Article
Ann Arbor, MI--Researchers at the University of Michigan Medical School are developing a new test for prostate cancer, one that takes advantage of the sensitivity of the immune response. If the test achieves only a portion of its promise, it will have a significant impact on false-positive results generated by the current PSA screening test and on the unnecessary biopsies that subsequently follow.
The test involves a combination of technologies that identifies the autoantibody signature of the disease. Initial experimentation with serum samples drawn from the University of Michigan's tissue and serum library shows the test to have a specificity of 88.2% and a sensitivity of 81.6%, as reported recently in the New England Journal of Medicine (2005; 353:1224-35). PSA tests have a specificity of around 80% and a sensitivity of around 30% to 35%. This latter aspect of the test is responsible for a significant number of false positives and subsequent unnecessary biopsies.
The new test is at the experimental stage, which means its applications and limitations are anyone's guess.
The research was led by Arul M. Chinnaiyan, MD, PhD, professor of pathology at the University of Michigan. Additional authors included urologists from Beth Israel-Deaconess Medical Center and the Dana-Farber Cancer Institute, both in Boston.
Dr. Montie enumerated several possible applications for the test.
"It has a lot of potential. It could eliminate the need for biopsy in some men with abnormal PSA. It could be useful in men who have low PSAs. It may correlate with the extent of the disease, the aggressiveness of the cancer, or the size of the tumor. All of these issues need to be addressed," he said.
The reason for this broad potential lies with the ability of the test to acquire a snapshot of the immune system response to the presence of cancer. It provides a visual pattern of antibodies that is characteristic of prostate cancer and no other disease process.
The immune system may mount an antibody response when the cancer is no more than a smattering of cells.
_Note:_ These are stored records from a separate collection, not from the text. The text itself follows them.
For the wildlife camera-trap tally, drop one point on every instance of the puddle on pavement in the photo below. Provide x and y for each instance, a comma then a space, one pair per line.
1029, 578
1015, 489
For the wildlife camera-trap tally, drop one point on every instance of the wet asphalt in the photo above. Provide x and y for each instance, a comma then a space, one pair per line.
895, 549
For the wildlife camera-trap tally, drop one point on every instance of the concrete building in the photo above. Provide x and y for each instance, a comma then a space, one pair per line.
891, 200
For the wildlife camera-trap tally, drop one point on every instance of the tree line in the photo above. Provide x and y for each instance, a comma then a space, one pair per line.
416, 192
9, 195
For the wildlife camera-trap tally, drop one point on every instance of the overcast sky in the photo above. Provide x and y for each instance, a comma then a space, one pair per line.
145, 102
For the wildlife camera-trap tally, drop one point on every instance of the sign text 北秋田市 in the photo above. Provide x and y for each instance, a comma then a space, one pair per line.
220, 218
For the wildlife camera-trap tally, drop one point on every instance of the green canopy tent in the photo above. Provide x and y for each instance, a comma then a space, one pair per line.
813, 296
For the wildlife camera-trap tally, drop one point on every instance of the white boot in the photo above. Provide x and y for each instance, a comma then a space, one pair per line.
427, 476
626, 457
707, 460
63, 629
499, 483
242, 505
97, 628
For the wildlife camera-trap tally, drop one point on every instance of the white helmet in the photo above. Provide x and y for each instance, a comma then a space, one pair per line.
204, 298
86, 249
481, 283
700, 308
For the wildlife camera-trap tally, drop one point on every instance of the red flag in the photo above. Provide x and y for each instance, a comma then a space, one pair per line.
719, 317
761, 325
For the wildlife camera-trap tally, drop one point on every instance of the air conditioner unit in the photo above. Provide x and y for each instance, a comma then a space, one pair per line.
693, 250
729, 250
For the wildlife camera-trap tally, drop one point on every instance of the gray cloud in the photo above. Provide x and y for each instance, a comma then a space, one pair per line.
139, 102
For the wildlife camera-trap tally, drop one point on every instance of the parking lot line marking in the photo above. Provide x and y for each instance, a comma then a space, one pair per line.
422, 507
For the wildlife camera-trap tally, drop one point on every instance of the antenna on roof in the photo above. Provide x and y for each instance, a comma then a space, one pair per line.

Researchers worked through three distinct phases in developing the test: discovery, training, and validation.
In the discovery phase, they randomly selected 150 of 331 serum samples drawn from men known to have prostate cancer. The samples were washed across a 2,304-phage protein microarray. This is an array of bacteriophages, each of which holds a gene that produces a known peptide associated with prostate cancer. These peptides serve as bait to capture antibodies in the serum samples.